I chatted with her as we walked along. One of the first pieces of information I elicited from her was that she had not eaten in two days and was very hungry. We stopped at a sidewalk diner, and I bought her a hamburger and a milkshake. After that sh
e was still hungry, so l bought another hamburger and some french fries for her.
While she ate we talked, and I learned several interesting things. One was that life among the dropouts is more diversified than I had thought. There are colonies which are on drugs and colonies which strictly abstain from drugs, colonies which are racially mixed and all-White colonies, sexually balanced colonies and all-male "wolf packs." The groups are also divided along religious-cult lines.
Elsa-that is her name-said she has never been on drugs. She left the group she was living with two days ago, after a domestic dispute, and was in the process of being dragged into the lair of a "wolf pack" when I happened by.
She also gave me some good leads as to who is responsible for the recent bombings which puzzled Henry and me. It seems to be general knowledge among her friends that several of the Georgetown colonies are "into that sort of thing-you know, trashing the pigs."
Elsa herself seems to be completely apolitical and not concerned one way or another about the bombings. I didn't want to pry too much and make her think I was a cop, so I didn't push her for more information on the subject.
Under the circumstances I really couldn't afford to bring Elsa back to our headquarters with me-but I still had to fight the temptation. I slipped her a five-dollar bill when we parted, and she assured me she would find a place for herself in one of the groups without difficulty. Probably she would go back to the group she had left. She gave me their address, so I could look her up.

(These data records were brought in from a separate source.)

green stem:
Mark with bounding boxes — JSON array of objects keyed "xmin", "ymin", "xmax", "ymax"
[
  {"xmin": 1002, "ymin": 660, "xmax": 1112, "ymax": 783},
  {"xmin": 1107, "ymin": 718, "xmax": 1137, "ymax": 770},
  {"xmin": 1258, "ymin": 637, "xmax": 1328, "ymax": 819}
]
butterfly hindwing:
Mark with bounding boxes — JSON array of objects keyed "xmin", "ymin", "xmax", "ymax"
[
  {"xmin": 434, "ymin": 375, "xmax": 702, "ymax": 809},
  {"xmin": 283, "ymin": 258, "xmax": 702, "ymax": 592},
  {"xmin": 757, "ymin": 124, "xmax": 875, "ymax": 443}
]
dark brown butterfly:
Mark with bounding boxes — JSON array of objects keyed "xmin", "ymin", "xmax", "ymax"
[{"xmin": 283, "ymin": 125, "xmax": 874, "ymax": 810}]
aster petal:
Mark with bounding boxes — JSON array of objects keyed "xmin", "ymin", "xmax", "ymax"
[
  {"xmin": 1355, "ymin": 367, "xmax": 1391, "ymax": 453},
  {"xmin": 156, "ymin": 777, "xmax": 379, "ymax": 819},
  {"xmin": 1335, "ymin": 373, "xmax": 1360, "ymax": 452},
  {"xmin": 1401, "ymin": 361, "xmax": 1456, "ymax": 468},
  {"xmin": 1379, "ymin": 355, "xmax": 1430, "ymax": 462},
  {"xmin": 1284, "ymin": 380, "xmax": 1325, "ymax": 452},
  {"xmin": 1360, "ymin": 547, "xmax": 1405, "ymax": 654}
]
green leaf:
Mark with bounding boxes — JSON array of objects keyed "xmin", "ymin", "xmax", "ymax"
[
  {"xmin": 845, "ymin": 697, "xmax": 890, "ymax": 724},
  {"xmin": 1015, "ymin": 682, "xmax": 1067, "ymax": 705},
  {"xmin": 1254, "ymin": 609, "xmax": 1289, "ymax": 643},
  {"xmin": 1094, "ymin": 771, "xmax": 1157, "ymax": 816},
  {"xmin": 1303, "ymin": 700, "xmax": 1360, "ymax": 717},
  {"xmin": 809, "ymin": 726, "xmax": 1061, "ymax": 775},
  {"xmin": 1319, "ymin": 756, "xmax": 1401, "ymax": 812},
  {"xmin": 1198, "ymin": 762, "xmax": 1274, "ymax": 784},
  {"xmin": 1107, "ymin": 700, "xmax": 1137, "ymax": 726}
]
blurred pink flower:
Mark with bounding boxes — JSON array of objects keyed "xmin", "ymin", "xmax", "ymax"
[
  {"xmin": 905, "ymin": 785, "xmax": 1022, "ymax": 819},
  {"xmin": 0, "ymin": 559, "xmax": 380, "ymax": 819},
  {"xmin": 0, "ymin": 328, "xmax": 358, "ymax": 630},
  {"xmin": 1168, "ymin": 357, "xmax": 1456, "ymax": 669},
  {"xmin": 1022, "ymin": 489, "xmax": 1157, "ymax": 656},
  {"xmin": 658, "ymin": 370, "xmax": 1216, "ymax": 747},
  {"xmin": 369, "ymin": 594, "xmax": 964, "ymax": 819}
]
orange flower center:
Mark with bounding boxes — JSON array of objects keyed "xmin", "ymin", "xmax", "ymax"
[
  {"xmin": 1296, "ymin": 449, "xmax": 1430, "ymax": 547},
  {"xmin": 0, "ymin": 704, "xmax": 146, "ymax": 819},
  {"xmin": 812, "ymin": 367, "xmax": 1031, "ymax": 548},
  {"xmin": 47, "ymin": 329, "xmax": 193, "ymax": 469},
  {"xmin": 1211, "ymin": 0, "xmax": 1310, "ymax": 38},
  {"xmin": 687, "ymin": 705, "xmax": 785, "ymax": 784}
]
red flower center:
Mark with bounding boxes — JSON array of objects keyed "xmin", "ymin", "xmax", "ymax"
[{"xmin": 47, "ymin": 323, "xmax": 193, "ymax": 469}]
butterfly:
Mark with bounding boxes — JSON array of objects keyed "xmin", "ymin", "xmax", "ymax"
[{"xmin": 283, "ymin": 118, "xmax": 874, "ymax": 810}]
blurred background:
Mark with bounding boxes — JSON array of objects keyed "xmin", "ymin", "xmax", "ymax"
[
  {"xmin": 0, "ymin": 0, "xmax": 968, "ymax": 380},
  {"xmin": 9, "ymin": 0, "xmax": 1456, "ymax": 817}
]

Thinking it over this evening, it seems to me that we may be overlooking some potentially useful allies among these young dropouts. Individually they are not very impressive, to be sure, but it may very well be that we can make use of them in a collective wav. It bears further consideration.
Chapter X
November 16, 1991. The response of the System to last week's mortar attack is taking shape. For one thing it's more difficult to move around in public now. Police and troops have greatly stepped up their spot checks, and they're stopping everyone, pedestrians as well as vehicles. There are announcements on the radio about once an hour warning people that they are subject to summary arrest if they are unable to establish their identity when stopped.